I've taken a few. One that I thought was particularly funny was when a buddy and I were fishing a brook trout stream in central Wisconsin.

Calling this spring creek a "stream" is being pretty generous. In most places you can stand on one bank and touch the opposite bank with the tip of your rod. Your 7 foot brook trout rod.

So I was working my way up this stream on a really hot August morning and I was walking just in the ankle-deep margin along the edge, so my wading boots were barely over the tops. I took a couple of steps into the edge of a deeper pool and discovered there was fine silt that had settled there and my foot sunk in almost to the knee. Then my other foot sunk in up to the knee and I began to lose my balance because both feet were suddenly cemented in place.

At this point, it's important to have a mental picture of where I am. I'm standing facing upstream just inches from one bank, and the "far" bank is 3 feet to my right. The deepest part of the stream is just under my right hand and it's about 10 inches deep.

I desperately tried to pull my feet free, but I had already began one of those slow motion face-first falls in much the same way that a giant pine tree falls when a logger cuts it down. Tim-berrrrrrrrrrr!.

While I was descending toward the ice-cold surface of the spring creek, I had some time to think.

I thought, this is just about the dumbest thing ever as far as falling in while fishing goes. Oh, wait, I should throw my rod so I don't fall on it. Ok, that's done, now where was I? Yes, this is going to look incredibly stupid, I probably stepped right into the only silt bed on this entire creek that was deep enough to trap my feet and now I'm doing a 5/8 pike position dive with a 3/4 twist. . .

Splash. I landed face-down, In the middle of the stream, and I got completely and utterly soaked from head to toe. As an aside, can I just say that spring creek water feels really cold if you get dunked in in on a 82 degree morning. Because I was facing upstream, my waist high waders got filled with a nice 50/50 mix of water and fine silt, so that was a nice touch.
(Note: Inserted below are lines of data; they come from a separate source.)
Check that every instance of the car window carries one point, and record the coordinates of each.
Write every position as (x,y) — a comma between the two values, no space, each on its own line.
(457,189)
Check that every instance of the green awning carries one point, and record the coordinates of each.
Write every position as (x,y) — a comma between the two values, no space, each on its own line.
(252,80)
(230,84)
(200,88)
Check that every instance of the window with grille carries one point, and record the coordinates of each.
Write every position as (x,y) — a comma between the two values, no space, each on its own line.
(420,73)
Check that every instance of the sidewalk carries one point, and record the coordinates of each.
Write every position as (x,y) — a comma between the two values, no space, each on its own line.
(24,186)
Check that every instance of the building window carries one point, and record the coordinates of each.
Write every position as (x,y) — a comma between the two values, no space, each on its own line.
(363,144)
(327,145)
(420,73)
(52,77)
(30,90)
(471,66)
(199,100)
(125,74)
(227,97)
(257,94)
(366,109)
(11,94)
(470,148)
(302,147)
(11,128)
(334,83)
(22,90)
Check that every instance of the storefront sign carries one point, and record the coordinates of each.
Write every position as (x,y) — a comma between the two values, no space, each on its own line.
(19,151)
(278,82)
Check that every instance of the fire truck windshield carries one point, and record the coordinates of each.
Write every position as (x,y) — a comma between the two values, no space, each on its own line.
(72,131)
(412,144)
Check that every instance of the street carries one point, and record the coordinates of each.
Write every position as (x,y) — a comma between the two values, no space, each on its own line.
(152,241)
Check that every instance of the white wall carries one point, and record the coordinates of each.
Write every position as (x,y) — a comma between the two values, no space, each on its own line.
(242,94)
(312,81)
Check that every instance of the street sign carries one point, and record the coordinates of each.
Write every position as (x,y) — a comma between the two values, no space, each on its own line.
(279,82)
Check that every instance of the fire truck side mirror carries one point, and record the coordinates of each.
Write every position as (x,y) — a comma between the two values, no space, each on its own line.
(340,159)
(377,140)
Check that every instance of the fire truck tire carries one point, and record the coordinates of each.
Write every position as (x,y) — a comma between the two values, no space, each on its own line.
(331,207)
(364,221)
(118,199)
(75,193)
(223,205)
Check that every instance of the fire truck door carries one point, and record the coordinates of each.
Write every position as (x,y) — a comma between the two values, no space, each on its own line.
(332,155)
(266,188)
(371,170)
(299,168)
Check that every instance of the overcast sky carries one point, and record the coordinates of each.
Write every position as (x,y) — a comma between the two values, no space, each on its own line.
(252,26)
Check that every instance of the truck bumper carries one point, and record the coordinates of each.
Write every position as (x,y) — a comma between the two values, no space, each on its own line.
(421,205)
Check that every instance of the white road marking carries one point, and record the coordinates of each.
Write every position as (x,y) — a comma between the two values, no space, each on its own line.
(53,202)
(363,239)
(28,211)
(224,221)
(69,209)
I clawed my way out of the water and dragged myself the whole 3 feet back onto the bank. I had just dropped trou and dumped the water out of my waders and my buddy came through the brush from around the bend.

He looked at me for some time as I stood there with my waist-highs around my ankles. A stream of water ran from my position on the bank, back into the stream from which it had come.

He didn't show any surprise at all. Then he looked slowly at the creek and considered the 10-inch-deep water, and the 4 foot wide stream. He looked back at me as I started to wring out my hat. A crow called somewhere off in the distance.

He thought about it for another moment, as he watched the water run out of my fly vest from those little drainage holes they put on the bottom of fly vest pockets for just such an occasion. Finally he spoke.

"It must be a little deeper than it looks right there."